In my opinion, there are several reasons for master’s programs in athletic training closing down and specifically, this is among small colleges and universities. This trend may continue. One reason is access to resources and institutional support. Administrators at small colleges and universities, especially schools in the private sector (not state-supported); look at tuition dollars to fund the professional programs such as nursing, physical therapy and medicine. These programs are dependent on the number of students admitted as well as their tuition dollars. Which brings up another point, the number of faculty to be compliant with the CAATE standards. As of now, two faculty members are needed one to serve as program director, and the other as clinical coordinator.2 It is not unusual to have a faculty budget line in excess of $100,000. This is a conservative estimate since both faculty likely have a terminal degree. In addition, the institution would pay benefits and health insurance and this could cost an institution an additional $2500 or more per faculty. Another concern on the horizon is after July 1, 2023, institutions will need to be compliant with Standard 41, which states an accredited program must have a minimum of three core faculty members to meet the needs of the athletic training program.

Supporting a program requires tuition dollars. A major concern is the number of students being recruited to the college or university. Cohorts of less than eight students cannot substantiate the costs of running a program, especially if the program is to be self-sustaining. The funding of faculty positions, costs for the program and supporting lab equipment can add up. Unless the cost is put on the student fees, the institution needs to come up with this money. If a college administrator would look at the pro forma budget in preparing to start a program, the institution may be spending a huge amount to start up or maintain a program with little return on the tuition dollars.

Standard 11 compliance can become another reason a program failure. Programs that fail to maintain a 3-year aggregate of 70% first-time pass rates will result in probation. Probation may result in a cascade of events: decreased enrollment, decreased enrollment with supporting three faculty, may result in the institution closing the program because it’s too expensive to support.

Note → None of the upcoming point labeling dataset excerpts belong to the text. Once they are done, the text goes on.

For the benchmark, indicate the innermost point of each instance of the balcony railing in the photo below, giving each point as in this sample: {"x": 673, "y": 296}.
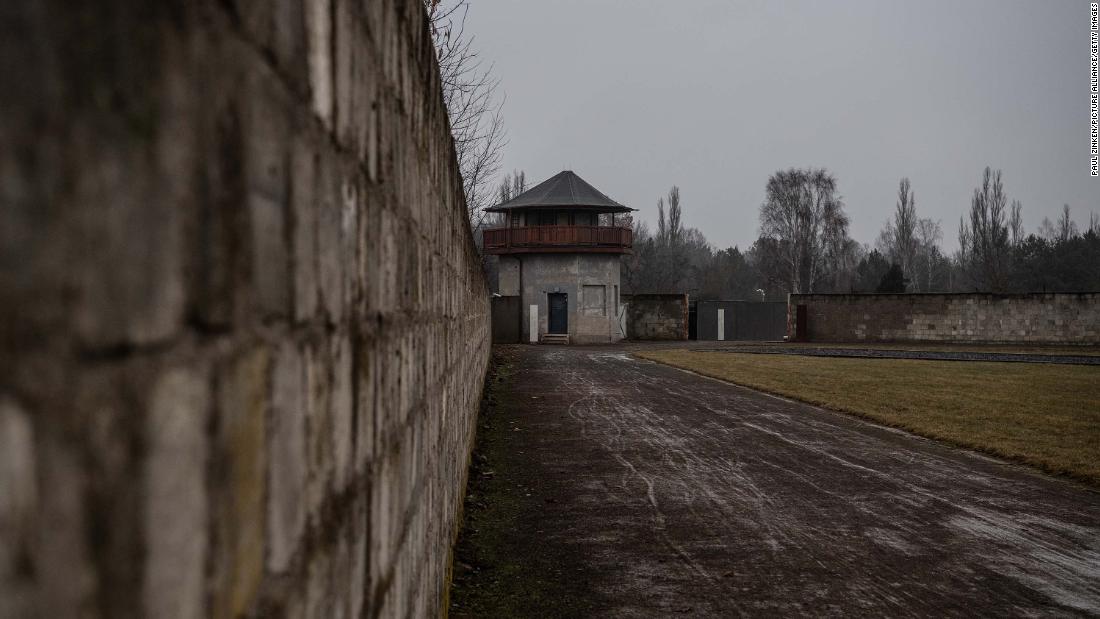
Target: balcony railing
{"x": 603, "y": 239}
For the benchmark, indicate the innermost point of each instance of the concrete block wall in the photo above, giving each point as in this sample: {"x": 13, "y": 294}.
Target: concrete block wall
{"x": 243, "y": 327}
{"x": 656, "y": 317}
{"x": 1029, "y": 319}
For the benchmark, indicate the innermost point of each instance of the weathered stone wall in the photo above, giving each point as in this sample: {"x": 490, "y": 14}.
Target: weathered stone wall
{"x": 656, "y": 317}
{"x": 1037, "y": 318}
{"x": 243, "y": 328}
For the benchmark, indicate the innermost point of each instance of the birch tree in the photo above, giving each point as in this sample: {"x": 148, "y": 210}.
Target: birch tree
{"x": 804, "y": 214}
{"x": 473, "y": 104}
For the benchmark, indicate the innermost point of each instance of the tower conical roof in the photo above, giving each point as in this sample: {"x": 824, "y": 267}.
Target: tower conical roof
{"x": 563, "y": 189}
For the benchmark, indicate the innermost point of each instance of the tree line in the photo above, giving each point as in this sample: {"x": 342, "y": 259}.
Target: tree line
{"x": 804, "y": 246}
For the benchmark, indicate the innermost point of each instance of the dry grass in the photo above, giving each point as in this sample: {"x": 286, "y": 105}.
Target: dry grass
{"x": 1047, "y": 416}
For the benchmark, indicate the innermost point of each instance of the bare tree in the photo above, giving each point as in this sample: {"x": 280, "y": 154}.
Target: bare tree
{"x": 1067, "y": 229}
{"x": 470, "y": 94}
{"x": 986, "y": 251}
{"x": 1016, "y": 222}
{"x": 904, "y": 229}
{"x": 512, "y": 186}
{"x": 1046, "y": 230}
{"x": 804, "y": 214}
{"x": 928, "y": 234}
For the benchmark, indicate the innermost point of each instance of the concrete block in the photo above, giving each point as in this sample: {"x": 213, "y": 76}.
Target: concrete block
{"x": 304, "y": 162}
{"x": 127, "y": 250}
{"x": 18, "y": 508}
{"x": 343, "y": 411}
{"x": 241, "y": 454}
{"x": 287, "y": 474}
{"x": 63, "y": 560}
{"x": 319, "y": 426}
{"x": 175, "y": 519}
{"x": 329, "y": 224}
{"x": 319, "y": 48}
{"x": 270, "y": 258}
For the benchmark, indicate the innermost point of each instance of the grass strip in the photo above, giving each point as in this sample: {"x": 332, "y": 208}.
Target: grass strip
{"x": 1045, "y": 416}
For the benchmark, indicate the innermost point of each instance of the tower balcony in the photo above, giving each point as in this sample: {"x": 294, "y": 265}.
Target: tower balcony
{"x": 558, "y": 239}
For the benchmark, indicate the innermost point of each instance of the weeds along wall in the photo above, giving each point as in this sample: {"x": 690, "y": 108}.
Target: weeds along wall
{"x": 243, "y": 329}
{"x": 1051, "y": 318}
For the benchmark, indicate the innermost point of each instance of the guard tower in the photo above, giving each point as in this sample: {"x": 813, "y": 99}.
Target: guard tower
{"x": 564, "y": 266}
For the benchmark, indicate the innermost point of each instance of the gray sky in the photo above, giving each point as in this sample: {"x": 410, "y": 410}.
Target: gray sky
{"x": 715, "y": 96}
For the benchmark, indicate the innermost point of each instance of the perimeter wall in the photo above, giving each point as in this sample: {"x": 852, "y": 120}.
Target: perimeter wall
{"x": 243, "y": 328}
{"x": 1037, "y": 318}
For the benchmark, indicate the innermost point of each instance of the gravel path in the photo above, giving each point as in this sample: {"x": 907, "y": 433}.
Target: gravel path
{"x": 650, "y": 492}
{"x": 931, "y": 355}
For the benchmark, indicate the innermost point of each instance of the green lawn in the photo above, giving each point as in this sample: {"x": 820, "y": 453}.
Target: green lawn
{"x": 1047, "y": 416}
{"x": 949, "y": 347}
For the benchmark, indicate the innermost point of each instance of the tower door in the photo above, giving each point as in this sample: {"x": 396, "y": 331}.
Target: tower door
{"x": 559, "y": 312}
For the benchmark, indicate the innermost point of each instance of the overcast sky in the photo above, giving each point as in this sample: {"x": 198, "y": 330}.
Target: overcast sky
{"x": 716, "y": 96}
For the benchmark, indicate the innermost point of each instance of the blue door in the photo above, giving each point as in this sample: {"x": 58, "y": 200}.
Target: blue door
{"x": 559, "y": 312}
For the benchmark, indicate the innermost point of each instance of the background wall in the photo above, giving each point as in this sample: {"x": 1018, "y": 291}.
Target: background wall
{"x": 656, "y": 317}
{"x": 1038, "y": 318}
{"x": 243, "y": 329}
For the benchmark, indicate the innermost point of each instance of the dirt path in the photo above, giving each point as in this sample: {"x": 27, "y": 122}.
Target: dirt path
{"x": 630, "y": 488}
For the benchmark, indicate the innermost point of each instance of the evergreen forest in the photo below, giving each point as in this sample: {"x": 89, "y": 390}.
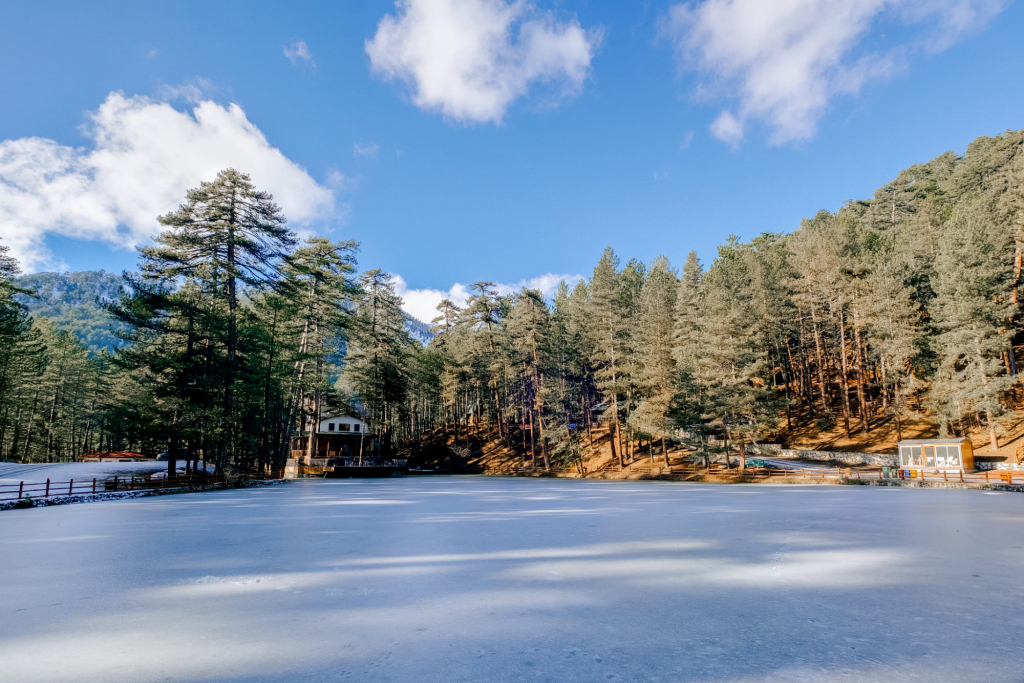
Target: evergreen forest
{"x": 233, "y": 336}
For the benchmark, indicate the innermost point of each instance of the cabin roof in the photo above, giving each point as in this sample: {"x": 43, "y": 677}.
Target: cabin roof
{"x": 919, "y": 441}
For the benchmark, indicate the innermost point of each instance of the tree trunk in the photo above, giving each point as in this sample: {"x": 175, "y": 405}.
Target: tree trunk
{"x": 821, "y": 366}
{"x": 991, "y": 431}
{"x": 844, "y": 384}
{"x": 860, "y": 370}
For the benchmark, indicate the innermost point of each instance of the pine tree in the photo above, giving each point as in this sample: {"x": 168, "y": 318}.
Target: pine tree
{"x": 971, "y": 308}
{"x": 654, "y": 343}
{"x": 606, "y": 333}
{"x": 226, "y": 232}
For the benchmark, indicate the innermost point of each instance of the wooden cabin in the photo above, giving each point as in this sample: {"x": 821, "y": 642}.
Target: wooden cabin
{"x": 936, "y": 454}
{"x": 336, "y": 436}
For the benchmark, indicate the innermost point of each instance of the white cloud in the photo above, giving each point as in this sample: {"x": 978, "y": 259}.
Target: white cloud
{"x": 298, "y": 53}
{"x": 142, "y": 158}
{"x": 366, "y": 150}
{"x": 727, "y": 128}
{"x": 782, "y": 60}
{"x": 470, "y": 59}
{"x": 422, "y": 304}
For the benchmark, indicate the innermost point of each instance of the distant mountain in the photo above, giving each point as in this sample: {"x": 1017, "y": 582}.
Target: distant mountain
{"x": 74, "y": 301}
{"x": 418, "y": 331}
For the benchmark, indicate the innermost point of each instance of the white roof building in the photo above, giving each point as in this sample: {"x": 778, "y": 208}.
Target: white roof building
{"x": 342, "y": 424}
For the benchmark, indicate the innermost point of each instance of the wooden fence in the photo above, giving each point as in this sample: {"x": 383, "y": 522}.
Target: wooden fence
{"x": 50, "y": 488}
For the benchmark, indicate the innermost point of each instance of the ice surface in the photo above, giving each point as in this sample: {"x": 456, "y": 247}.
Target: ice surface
{"x": 470, "y": 579}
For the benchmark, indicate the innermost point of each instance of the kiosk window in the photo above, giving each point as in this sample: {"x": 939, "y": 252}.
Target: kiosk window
{"x": 910, "y": 456}
{"x": 947, "y": 456}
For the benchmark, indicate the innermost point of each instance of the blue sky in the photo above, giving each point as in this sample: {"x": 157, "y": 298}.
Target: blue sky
{"x": 476, "y": 139}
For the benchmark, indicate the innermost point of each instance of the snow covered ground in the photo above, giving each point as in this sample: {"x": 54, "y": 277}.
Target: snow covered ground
{"x": 470, "y": 579}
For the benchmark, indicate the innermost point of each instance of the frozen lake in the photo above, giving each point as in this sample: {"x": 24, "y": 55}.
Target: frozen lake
{"x": 471, "y": 579}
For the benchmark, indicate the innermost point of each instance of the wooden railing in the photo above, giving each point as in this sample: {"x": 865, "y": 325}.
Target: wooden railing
{"x": 49, "y": 488}
{"x": 806, "y": 474}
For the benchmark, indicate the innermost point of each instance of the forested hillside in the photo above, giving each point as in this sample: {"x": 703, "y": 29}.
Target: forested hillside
{"x": 900, "y": 307}
{"x": 74, "y": 302}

In summary, administrators at small colleges and universities need to conduct a critical analysis of their institution. This will require an honest assessment of current resources and financial commitment before trying to implement a transition or start a new athletic training master’s degree program.


I am disclosing that I serve as a Commission on Accreditation of Athletic Training Education (CAATE) accreditation site-visitor and self-study reader in which I am compensated when I perform these duties for the CAATE, but I am making my own comments and statements and that my comments and statements are not endorsed by or are the opinion of the CAATE.

1. Strategic Alliance Statement of May 2015. wp-content/uploads/2015/05/Strategic-Alliance-CCATE-emailpdf.pdf. Accessed May 29, 2019.

2. Commission on Accreditation of Athletic Training Education, Search of Professional Programs. Accessed May 29, 2019.

3. Commission on Accreditation of Athletic Training Education, Standards for Accreditation of Professional Athletic Training Programs. Accessed May 29, 2019.